Оставшись без денег, мы с Падиллой поужинали у него, в еще более бедном доме, чем тот, который мы только что оставили, — там хотя бы были потрепанные ковры, старенькие мягкие кресла и разные девичьи штучки. Падилла жил с престарелыми родственницами в большой квартире на Мэдисон - стрит, состоящей из тесных каморок, расположенных анфиладой. Квартира была почти пустой: в одной комнате стоял стол и несколько стульев, в другой лишь матрас лежал на полу. Старые женщины сидели на кухне и что-то варили, раздувая огонь в печи; этим грузным, медлительным старухам с невыразительными чертами лица Падилла даже слова не сказал. Мы съели суп — на дно миски осело рубленое мясо, — и тортильи, которые подали завернутыми в салфетки. Быстро проглотив свою порцию, Падилла оставил меня за столом, а когда я пошел его искать, то обнаружил в постели под армейским одеялом, натянутым по уши, так что виднелся только острый нос и откинутые назад волосы.
— Я должен поспать. Рано утром экзамен, — сказал он.
— А ты готов, Мэнни?
— Одно из двух — сдам с легкостью или провалюсь.
Я это запомнил. Ехал в трамвае и думал: «Конечно! С легкостью или никак! Люди сходят с ума, преодолевая трудности, ведь они считают, будто трудности — это правильно». Я решил проверить это экспериментальным путем и начать с кражи книг. Пойдет легко — брошу собачий клуб. Если улов окажется, как у Падиллы, то я заработаю вдвое больше, чем у Гийома, и смогу кое-что откладывать на учебу в университете. Я не собирался навсегда стать на стезю воровства, даже если очень повезет, — нет, мне нужен был лишь толчок к лучшей жизни.
Итак, начало было положено; в первый раз я так волновался, что сердце выпрыгивало из груди. На улице меня стошнило, пот лил градом. Я украл большую книгу — Джоуита «Платон»[150]. Требовательность к себе пересилила страх — я продолжил эксперимент.
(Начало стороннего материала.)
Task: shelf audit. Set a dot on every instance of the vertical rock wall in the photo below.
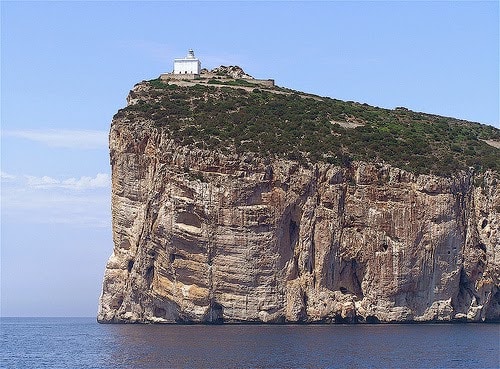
(202, 237)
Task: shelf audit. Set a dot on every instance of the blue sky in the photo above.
(66, 68)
Украденный том положил в платную ячейку Иллинойского вокзала, как советовал Падилла, и немедленно отправился за новой книгой. Дело пошло, и я стал спокойнее. Выход из магазина оказался не самым трудным моментом — труднее было сложить книги и сунуть под мышку. После этого я чувствовал себя более уверенно, свободно, и если бы меня задержали, объяснил, что просто задумался, посмеялся бы над таким промахом и непринужденно вышел на улицу. Падилла рассказал, что в магазине меня никогда не арестуют, а вот когда шагнешь наружу, могут схватить. В универмаге, не оглядываясь, я перешел в секцию мужской обуви, потом — в кондитерскую и отдел ковров, но мне никогда не приходило в голову расширить задачу и стащить что-нибудь еще помимо книг.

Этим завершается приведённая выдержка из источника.